In any successful outcome to a human hostage confrontation, two common strategies unfold. First, ensure survival of the ordeal. Second, extract the victims no worse for wear. 

Similarly, in the face of a natural disaster, such as a hurricane, safe shelter from the storm and an eventual return to normalcy are always sought. Rarely in the face of such danger does an individual emerge intact without profound tethered assistance from an impassioned support network.

However, in the case of an ineffectual or apathetic outside agency offering aid, a calamitous outcome is likely. Take the fictional saga of David Bowie’s Major Tom. The major is informed by ground control, “Your circuit’s dead, there’s something wrong.” Major Tom quickly realizes that, “Here am I floating ’round my tin can, … and there’s nothing I can do.”

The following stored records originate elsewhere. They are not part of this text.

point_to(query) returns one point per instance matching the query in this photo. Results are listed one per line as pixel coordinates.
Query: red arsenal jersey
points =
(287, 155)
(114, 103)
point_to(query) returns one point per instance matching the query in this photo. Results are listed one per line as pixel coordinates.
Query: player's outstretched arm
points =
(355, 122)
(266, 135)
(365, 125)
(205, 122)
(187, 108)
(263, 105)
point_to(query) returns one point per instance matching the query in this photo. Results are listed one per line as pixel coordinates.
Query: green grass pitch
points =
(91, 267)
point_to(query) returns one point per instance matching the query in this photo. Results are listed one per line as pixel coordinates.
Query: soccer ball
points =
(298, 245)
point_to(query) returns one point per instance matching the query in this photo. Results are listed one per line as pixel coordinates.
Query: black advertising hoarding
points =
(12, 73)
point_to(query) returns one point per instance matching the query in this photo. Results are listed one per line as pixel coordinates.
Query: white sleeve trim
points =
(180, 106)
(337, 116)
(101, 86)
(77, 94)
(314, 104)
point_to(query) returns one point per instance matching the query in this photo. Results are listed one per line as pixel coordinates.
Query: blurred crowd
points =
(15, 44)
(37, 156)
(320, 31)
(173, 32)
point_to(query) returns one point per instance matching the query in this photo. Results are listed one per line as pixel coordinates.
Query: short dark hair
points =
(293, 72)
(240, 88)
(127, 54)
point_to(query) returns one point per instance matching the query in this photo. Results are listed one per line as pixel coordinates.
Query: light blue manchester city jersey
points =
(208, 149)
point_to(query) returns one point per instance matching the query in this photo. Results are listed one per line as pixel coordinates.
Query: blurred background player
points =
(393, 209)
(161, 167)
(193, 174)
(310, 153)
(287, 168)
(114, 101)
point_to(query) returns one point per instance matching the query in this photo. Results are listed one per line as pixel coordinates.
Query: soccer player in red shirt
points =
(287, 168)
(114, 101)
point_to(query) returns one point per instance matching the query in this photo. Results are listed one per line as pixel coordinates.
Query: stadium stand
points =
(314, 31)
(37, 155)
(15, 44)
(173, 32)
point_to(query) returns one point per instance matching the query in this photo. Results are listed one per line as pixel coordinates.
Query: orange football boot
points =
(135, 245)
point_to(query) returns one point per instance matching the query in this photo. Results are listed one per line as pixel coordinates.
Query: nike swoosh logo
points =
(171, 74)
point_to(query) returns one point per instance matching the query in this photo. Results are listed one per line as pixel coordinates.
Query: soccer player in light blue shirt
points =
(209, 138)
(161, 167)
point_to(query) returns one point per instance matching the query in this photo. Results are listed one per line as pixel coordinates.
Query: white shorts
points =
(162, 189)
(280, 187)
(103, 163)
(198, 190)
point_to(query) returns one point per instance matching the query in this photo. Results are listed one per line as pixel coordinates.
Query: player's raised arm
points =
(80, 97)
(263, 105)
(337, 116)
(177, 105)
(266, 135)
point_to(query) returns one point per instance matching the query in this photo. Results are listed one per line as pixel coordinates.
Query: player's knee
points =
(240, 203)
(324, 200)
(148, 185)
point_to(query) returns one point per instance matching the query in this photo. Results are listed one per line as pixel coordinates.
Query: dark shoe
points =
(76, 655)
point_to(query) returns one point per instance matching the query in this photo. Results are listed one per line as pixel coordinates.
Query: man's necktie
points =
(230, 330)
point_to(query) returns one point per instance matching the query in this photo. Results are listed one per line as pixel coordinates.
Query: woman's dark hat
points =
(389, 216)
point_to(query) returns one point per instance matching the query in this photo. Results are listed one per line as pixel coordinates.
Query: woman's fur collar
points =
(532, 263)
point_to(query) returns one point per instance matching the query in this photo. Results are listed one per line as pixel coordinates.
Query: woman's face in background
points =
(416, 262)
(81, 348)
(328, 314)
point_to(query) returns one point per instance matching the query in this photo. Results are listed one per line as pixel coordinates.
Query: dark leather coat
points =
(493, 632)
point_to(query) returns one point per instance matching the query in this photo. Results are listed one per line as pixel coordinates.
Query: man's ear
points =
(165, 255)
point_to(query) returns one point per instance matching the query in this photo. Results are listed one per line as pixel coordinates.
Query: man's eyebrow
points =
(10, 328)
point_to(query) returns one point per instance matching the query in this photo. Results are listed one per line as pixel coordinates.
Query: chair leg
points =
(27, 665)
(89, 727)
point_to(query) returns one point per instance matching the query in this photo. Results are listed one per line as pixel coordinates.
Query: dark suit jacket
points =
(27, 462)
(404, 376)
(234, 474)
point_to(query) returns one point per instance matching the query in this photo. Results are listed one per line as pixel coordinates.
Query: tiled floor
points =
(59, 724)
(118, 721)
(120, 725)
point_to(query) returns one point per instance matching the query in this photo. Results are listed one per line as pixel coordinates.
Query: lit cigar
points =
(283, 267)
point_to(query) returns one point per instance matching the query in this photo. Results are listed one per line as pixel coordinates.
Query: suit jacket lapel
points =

As a powerless ground control monitors him in a follow-up song, “Ashes to Ashes,” Major Tom goes from funk to funky, and submits, “The shrieking of nothing is killing.” In a final installment in “Hallo Spaceboy,” ground control observes his “silhouette is so stationary” before Major Tom realizes that the “chaos is killing me.”

Major Tom’s plight is eerily familiar to the ALS community. We are fully aware of our destiny. The forced idleness, and bodily atrophy that accompanies it, are maddening. All attempts at “ground control” intervention prove cruelly futile.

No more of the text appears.